行政・税金に関する事務の効率化などを目的に「マイナンバー」制度がスタートしたのは2016年1月のこと。年が明ければ4周年となりますが、まだまだ「どんなものか、よくわからない」「なんか郵便で届いたけど、ほったらかし」なんて方が多いのではないでしょうか?

そんな中、いま政府が猛プッシュしているのが、本稿でメインテーマとして取り上げる「マイナンバーカード」です。このカードの取得は、あくまで国民1人1人の任意。必要が無ければ、無理に作る必要はありません。

ただそれでも政府は、さまざまな案を講じて、マイナンバーカードの取得を奨励しています。この波に乗ったほうがいいのか、それとも……? 具体的なメリット・デメリットを上げながら、探っていきます。

マイナンバーカードは身分証明書。発行無料、未成年&免許返納者にピッタリ

マイナンバー“カード”は、マイナンバーやマイナンバー通知カードと違い、公的な身分証明書として、広く一般的に通用します。この事実こそが、マイナンバーカード要・不要論を語る上での軸になるといって、差し支えありません。

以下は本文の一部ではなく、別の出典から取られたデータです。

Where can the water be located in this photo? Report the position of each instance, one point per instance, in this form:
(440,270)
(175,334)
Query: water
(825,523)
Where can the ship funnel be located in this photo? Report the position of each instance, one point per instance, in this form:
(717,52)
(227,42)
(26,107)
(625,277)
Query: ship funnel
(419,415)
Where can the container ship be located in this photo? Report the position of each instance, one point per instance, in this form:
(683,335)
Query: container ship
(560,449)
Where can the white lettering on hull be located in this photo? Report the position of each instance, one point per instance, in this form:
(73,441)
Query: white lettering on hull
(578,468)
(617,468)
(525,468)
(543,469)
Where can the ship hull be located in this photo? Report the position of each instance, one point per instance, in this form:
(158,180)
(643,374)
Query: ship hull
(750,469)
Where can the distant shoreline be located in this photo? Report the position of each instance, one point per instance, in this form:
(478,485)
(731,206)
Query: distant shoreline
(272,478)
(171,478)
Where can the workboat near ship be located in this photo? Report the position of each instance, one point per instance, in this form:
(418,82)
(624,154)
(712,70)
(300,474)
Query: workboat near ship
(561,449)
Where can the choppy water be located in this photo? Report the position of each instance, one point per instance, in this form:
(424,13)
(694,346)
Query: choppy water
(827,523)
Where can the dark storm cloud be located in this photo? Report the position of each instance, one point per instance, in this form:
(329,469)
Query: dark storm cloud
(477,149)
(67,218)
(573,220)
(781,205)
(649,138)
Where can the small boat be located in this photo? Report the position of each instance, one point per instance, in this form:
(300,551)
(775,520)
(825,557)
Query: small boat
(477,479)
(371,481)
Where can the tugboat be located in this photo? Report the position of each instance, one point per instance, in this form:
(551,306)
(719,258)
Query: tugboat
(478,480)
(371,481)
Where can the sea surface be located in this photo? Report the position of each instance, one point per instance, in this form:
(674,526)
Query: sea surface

マイナンバーカードは、プラスチック製のカードで、サイズはクレジットカード大。表面には申請者の名前、住所、生年月日、性別に加え、顔写真のほか、発行者名(おもに市町村首長)、有効期限が印刷されてます。また臓器提供意思表示欄も設けられています。

そして裏面は12桁のマイナンバーと、そのマイナンバー12桁を変換したQRコードが同じく印刷されています。また、カードの機能として、ICチップおよび磁気ストライプによるデータ読み込みも可能です。

実物に触ってみるとわかりますが、マイナンバーカードは運転免許証とかなり似ています。また「公的な身分証明書として使える」とのお達しが内閣府から出ており、店などで身分証明書としての利用を拒否されたなら、それは店側の不勉強です。

マイナンバーカードの表面(モザイクばっかりですみません)。カードのサイズ感がおわかりいただけるかと。またプラスチック製でしっかりとした造り
裏面。ちなみに左下のQRコードはマイナンバーそのものなので、気軽に他人に見せないように

ここでよく出るのが「運転免許証あるから、いらないんじゃない?」論。

まさにその通り。運転免許証をお持ちの方は、作らなくて大丈夫。あくまで取得は「任意」で、「義務」ではありません。

その一方で、免許証をお持ちでない方も沢山います。若年層ではあえて運転免許証をとらなかったり、免許を持てないといった方もいらっしゃいます。また高齢者を中心に免許を返納してしまった場合は、身分証明書類がなくなって地味に困るという声をよく聞きます。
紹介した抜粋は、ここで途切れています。